If you are in the oil and gas industry, air transport does not end with the airline flight to Aberdeen or Stavanger - there lies ahead a long helicopter flight over the grey and lethal waters of the North Sea to the oil platform, passengers and crew alike stuffed into survival suits.
Not surprising, therefore, that the oil and gas industry reacted strongly after the October 22 ditching in the North Sea of a Eurocopter EC225 operated by CHC Helicopters. Worldwide, almost every oil and gas operator suspended flights by both AS322L and EC225 Super Pumas, workhorses of the offshore market.
CHC AS322L2 (airliners.net photo via wikipedia)
All 19 passengers and crew were rescued and the aircraft recovered after the Oct 22 ditching, which the preliminary investigation says was caused by a loss of main-gearbox oil pressure almost identical to the May ditching in the North Sea of an EC225 operated by Bond Offshore Helicopters.
Inspection of the CHC aircraft revealed a crack that severed the bevel gear vertical shaft that drives the oil pumps for the main gearbox. It was failure of this shaft that caused the Bond ditching in May. Investigation of the Bond incident revealed a rising trend on two vibration parameters in the aircraft health and usage monitoring system (HUMS) data.
After the Bond incident, the European Aviation Safety Agency issued an airworthiness directive requiring operators of AS322s and EC225s to download and review the HUMS data at set intervals. The AD did not apply to the serial number of vertical shaft in the CHC EC225, but post-incident analysis shows a rising trend on the same two vibration parameters. On Oct 25, EASA expanded the AD’s applicability to all vertical shafts, regardless of serial number.

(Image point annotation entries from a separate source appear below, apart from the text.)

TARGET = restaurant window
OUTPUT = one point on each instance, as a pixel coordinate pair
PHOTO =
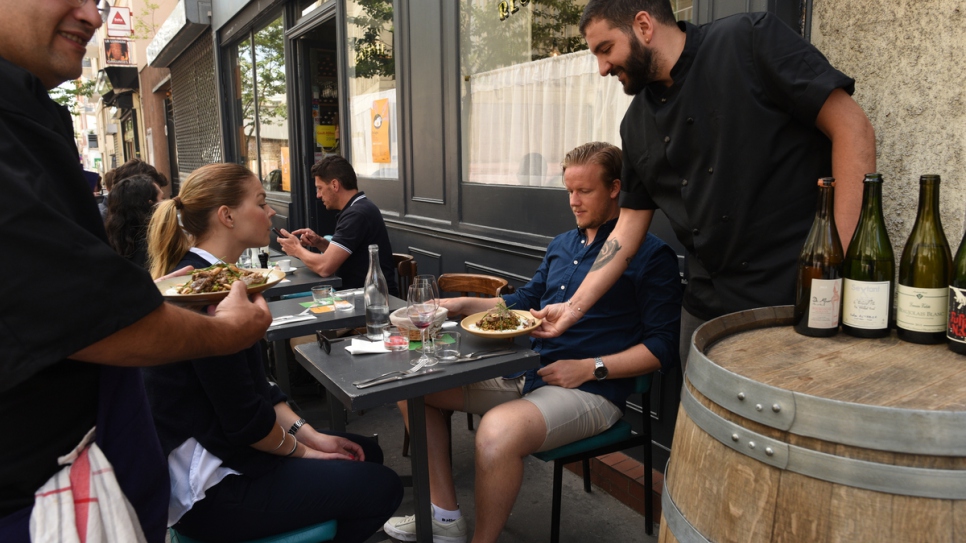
(261, 107)
(371, 76)
(531, 90)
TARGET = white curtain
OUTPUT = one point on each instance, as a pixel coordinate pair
(520, 121)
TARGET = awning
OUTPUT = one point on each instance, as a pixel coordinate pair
(121, 101)
(118, 79)
(189, 20)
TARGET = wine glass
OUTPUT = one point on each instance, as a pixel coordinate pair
(422, 311)
(429, 280)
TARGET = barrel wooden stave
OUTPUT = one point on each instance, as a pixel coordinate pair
(728, 496)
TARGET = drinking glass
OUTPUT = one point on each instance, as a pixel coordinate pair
(322, 295)
(422, 311)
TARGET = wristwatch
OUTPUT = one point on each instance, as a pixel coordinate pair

Operators began returning some AS322Ls to service today (Oct 26), but only those without the suspect vertical shaft. AS322Ls with the new-style shaft and the later EC225s are still grounded, except for some search-and-rescue flights, and could remain for for weeks, reports say.
Over the last couple of years, oil and gas companies and offshore operators have been striving to improve the industry's safety record, and the rapid worldwide response to the CHC ditching is an example of their determination. Better use of HUMS data is a key part of improving safety.
After the May ditching, Bond - which had an AS332L2 crash in the North Sea in April 2009 following a catastrophic main gearbox failure, killing all 16 on board - put in place a 100-day plan to improve safety. This includes additional barriers to prevent helicopters being cleared for flight when HUMS parameters have not exceeded alert thresholds, but are showing anomalous trends.